More relevant than ever, UCPIP matches public service-minded grads with local internships.

Like many seniors, Piotr Korzynski, AB’07, was approaching graduation with question marks in his future. When he heard about the University of Chicago Public Interest Program (UCPIP)—then partnered with Princeton’s Project 55—Korzynski was immediately interested.

Project 55 was founded 20 years ago by members of Princeton’s Class of 1955 to place graduates in paid public-interest fellowships and internships. Beginning in 1999, UCPIP partnered with Project 55, finding such positions for Chicago grads when Princeton couldn’t fill openings. This year marks the first year of independence for the Chicago program, which uses the Project 55 model.

By March, UCPIP had lined up nearly a dozen local organizations, including the Archdiocese of Chicago, in anticipation of 50 or so applications this year. Rather than apply to specific organizations, hopefuls submit applications to the program, which then matches grads with groups and arranges interviews. Those hired receive a stipend for a year, attend a weekly seminar with other program fellows, and, most importantly, have the opportunity to work full-time in the public-interest sector.

He’d taken a course on urban planning and also worked in a legal aid office dealing with immigration cases, but Korzynski didn’t have any real “ins” with nonprofit organizations when he was a senior. UCPIP arranged two interviews for him, and the Greater Southwest Development Corporation selected Korzynski for a fellowship as an industrial assistant in August 2007. Like several of the organization’s recent UCPIP fellows, he was hired at the end of his one-year term.

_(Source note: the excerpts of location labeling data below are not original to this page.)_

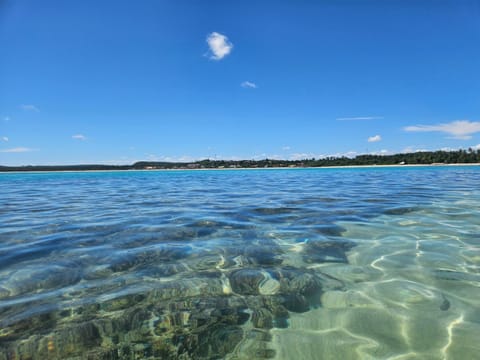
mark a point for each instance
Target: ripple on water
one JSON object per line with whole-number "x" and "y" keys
{"x": 348, "y": 263}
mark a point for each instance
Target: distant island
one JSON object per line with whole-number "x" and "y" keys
{"x": 469, "y": 156}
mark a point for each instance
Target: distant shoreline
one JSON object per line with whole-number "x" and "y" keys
{"x": 246, "y": 168}
{"x": 427, "y": 158}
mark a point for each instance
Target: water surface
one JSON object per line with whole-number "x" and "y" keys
{"x": 366, "y": 263}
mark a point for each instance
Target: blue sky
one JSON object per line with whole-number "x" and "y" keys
{"x": 121, "y": 81}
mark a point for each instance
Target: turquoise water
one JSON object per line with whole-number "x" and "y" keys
{"x": 370, "y": 263}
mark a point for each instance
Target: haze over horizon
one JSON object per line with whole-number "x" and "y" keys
{"x": 115, "y": 82}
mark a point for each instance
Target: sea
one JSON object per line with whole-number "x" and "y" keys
{"x": 326, "y": 263}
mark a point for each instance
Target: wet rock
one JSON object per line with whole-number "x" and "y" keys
{"x": 35, "y": 278}
{"x": 246, "y": 281}
{"x": 400, "y": 210}
{"x": 264, "y": 255}
{"x": 330, "y": 230}
{"x": 262, "y": 318}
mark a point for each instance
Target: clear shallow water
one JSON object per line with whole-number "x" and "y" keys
{"x": 380, "y": 263}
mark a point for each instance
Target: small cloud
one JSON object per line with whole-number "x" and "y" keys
{"x": 248, "y": 85}
{"x": 17, "y": 150}
{"x": 79, "y": 137}
{"x": 359, "y": 118}
{"x": 460, "y": 129}
{"x": 219, "y": 45}
{"x": 375, "y": 138}
{"x": 29, "y": 108}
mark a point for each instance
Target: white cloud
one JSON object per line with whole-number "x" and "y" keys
{"x": 219, "y": 45}
{"x": 79, "y": 137}
{"x": 375, "y": 138}
{"x": 17, "y": 150}
{"x": 248, "y": 85}
{"x": 30, "y": 108}
{"x": 460, "y": 129}
{"x": 355, "y": 118}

Now an industrial coordinator, he works on Greater Southwest’s industrial retention and attraction project, providing assistance to companies in the city’s southwest industrial corridor. Much of his job involves working the phones to help businesses cut through the red tape of city bureaucracy on everything from tax incentives to truck weight limitations on Chicago streets. The goal is to make it worth their while for companies to stay in the corridor, rather than leaving the city for financial reasons.

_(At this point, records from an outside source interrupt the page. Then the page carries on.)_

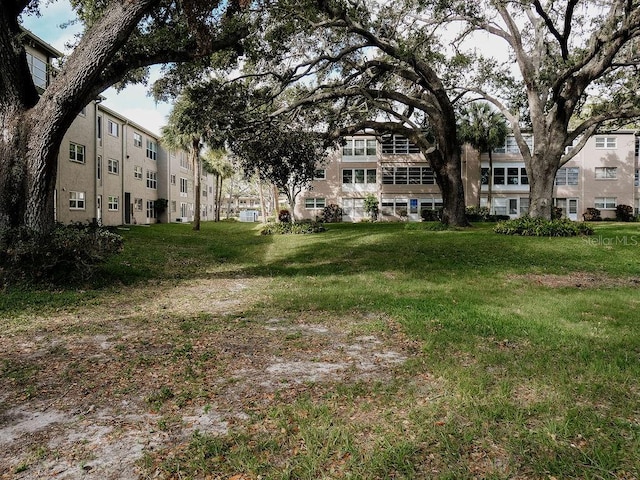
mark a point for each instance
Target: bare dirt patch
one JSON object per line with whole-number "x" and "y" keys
{"x": 88, "y": 393}
{"x": 577, "y": 280}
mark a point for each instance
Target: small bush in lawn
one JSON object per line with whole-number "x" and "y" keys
{"x": 539, "y": 227}
{"x": 592, "y": 215}
{"x": 69, "y": 254}
{"x": 624, "y": 213}
{"x": 431, "y": 215}
{"x": 297, "y": 228}
{"x": 332, "y": 213}
{"x": 477, "y": 214}
{"x": 284, "y": 216}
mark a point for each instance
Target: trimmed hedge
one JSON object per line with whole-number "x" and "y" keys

Like many public-interest workers, Korzynski has to be versatile; he manages the Greater Southwest Web site, helps immigrant mothers get jobs in the public school system, and has coauthored a grant proposal that was awarded $680,000 from the MacArthur Foundation for the Keep Our Homes campaign, launched to fight the recent foreclosure crisis.

“You fly by the seat of your pants,” he says. “You see what others are doing, learn from the people you’re around, and they put faith in me that I can do things.” That faith is based on a strong bond between the organization and the school; Greater Southwest has taken on 18 fellows from the University over the years.

“They walk out of here with all this knowledge, and it really helps them in the long run, whether it’s getting a master’s, getting a law degree, or working elsewhere,” said Lenora Dailey, Greater Southwest’s director of commercial and industrial services. “They know better what they want to do, and the fellowship has been a stepping stone for a lot of them.”